İNCELEME VE GEREKÇE :
Uyuşmazlık Mahkemesi Hukuk Bölümü’nün, Serdar
ÖZGÜLDÜR’ün Başkanlığında, Üyeler: Mustafa AYSAL, Eyüp Sabri BAYDAR, Sıddık
YILDIZ, Nurdane TOPUZ, Sedat ÇELENLİOĞLU ve Ayhan AKARSU’nun katılımlarıyla
yapılan 4.6.2012 günlü toplantısında:
l-İLK İNCELEME: Başvuru yazısı ve dava dosyası örneği
üzerinde 2247 sayılı Yasa'nın 27. maddesi gereğince yapılan incelemeye
göre, davalı idarenin anılan Yasanın 10/2 maddesinde öngörülen yönteme
uygun olarak yaptığı görev itirazının reddedilmesi ve 12/1. maddede
belirtilen süre içinde başvuruda bulunması üzerine Danıştay Başsavcısı'nca,
10. maddede öngörülen biçimde olumlu görev uyuşmazlığı çıkarıldığı
anlaşılmaktadır. Usule ilişkin herhangi bir noksanlık bulunmadığından görev
uyuşmazlığının esasının incelenmesine oy birliği ile karar verildi.
II-ESASIN
İNCELENMESİ: Raportör-Hakim Gülşen AKAR PEHLİVAN’ın, davanın çözümünde
idari yargının görevli olduğu yolundaki raporu ile dosyadaki belgeler
okunduktan; ilgili Başsavcılarca görevlendirilen Yargıtay Cumhuriyet
Savcısı Mehmet BAYHAN ile Danıştay Savcısı Mehmet AKKAYA’nın davada idari
yargının görevli olduğu yolundaki sözlü açıklamaları da dinlendikten sonra
GEREĞİ GÖRÜŞÜLÜP DÜŞÜNÜLDÜ:
Dava, Davacıların, Ankara İli, Çankaya İlçesi,
Kırkonaklar Mahallesi, 27379 ada, 1 parsel sayılı taşınmazına, imar planında okul alanı olarak ayrılmak
suretiyle kamulaştırmasız el atıldığından bahisle, fazlaya ilişkin hakları
saklı kalmak kaydıyla; dava tarihinden itibaren işleyecek kanuni faizi ile
birlikte şimdilik 10.000,00 TL’nin davalı idareden tahsili istemiyle
açılmıştır.
3194
sayılı İmar Kanunu’nun“Planların hazırlanması ve yürürlüğe konulması”

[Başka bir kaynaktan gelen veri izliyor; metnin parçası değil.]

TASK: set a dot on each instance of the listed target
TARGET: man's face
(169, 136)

başlıklı 8. maddesinde; “Planların
hazırlanmasında ve yürürlüğe konulmasında aşağıda belirtilen esaslara
uyulur.
a) Bölge
planları; sosyo - ekonomik gelişme eğilimlerini, yerleşmelerin gelişme
potansiyelini, sektörel hedefleri, faaliyetlerin ve alt yapıların
dağılımını belirlemek üzere hazırlanacak bölge planlarını, gerekli gördüğü
hallerde Devlet Planlama Teşkilatı yapar veya yaptırır.
b) İmar
Planları; Nazım İmar Planı ve Uygulama İmar Planından meydana gelir. Mevcut
ise bölge planı ve çevre düzeni plan kararlarına uygunluğu sağlanarak,
belediye sınırları içinde kalan yerlerin nazım ve uygulama imar planları
ilgili belediyelerce yapılır veya yaptırılır. Belediye meclisince
onaylanarak yürürlüğe girer. (Değişik dördüncü cümle: 8/8/2011- KHK-648/21
md.) Bu planlar onay tarihinden itibaren belediye başkanlığınca tespit
edilen ilan yerlerinde ve ilgili idarelerin internet sayfalarında bir ay
süreyle eş zamanlı olarak ilan edilir. Bir aylık ilan süresi içinde
planlara itiraz edilebilir. Belediye başkanlığınca belediye meclisine
gönderilen itirazlar ve planları belediye meclisi onbeş gün içinde
inceleyerek kesin karara bağlar.
Belediye
ve mücavir alan dışında kalan yerlerde yapılacak planlar valilik veya
ilgilisince yapılır veya yaptırılır. Valilikçe uygun görüldüğü takdirde
onaylanarak yürürlüğe girer. (Değişik üçüncü cümle: 8/8/2011- KHK-648/21
md.) Onay tarihinden itibaren valilikçe tespit edilen ilan yerinde ve
ilgili idarelerin internet sayfalarında bir ay süreyle eş zamanlı olarak
ilan edilir. Bir aylık ilan süresi içinde planlara itiraz edilebilir.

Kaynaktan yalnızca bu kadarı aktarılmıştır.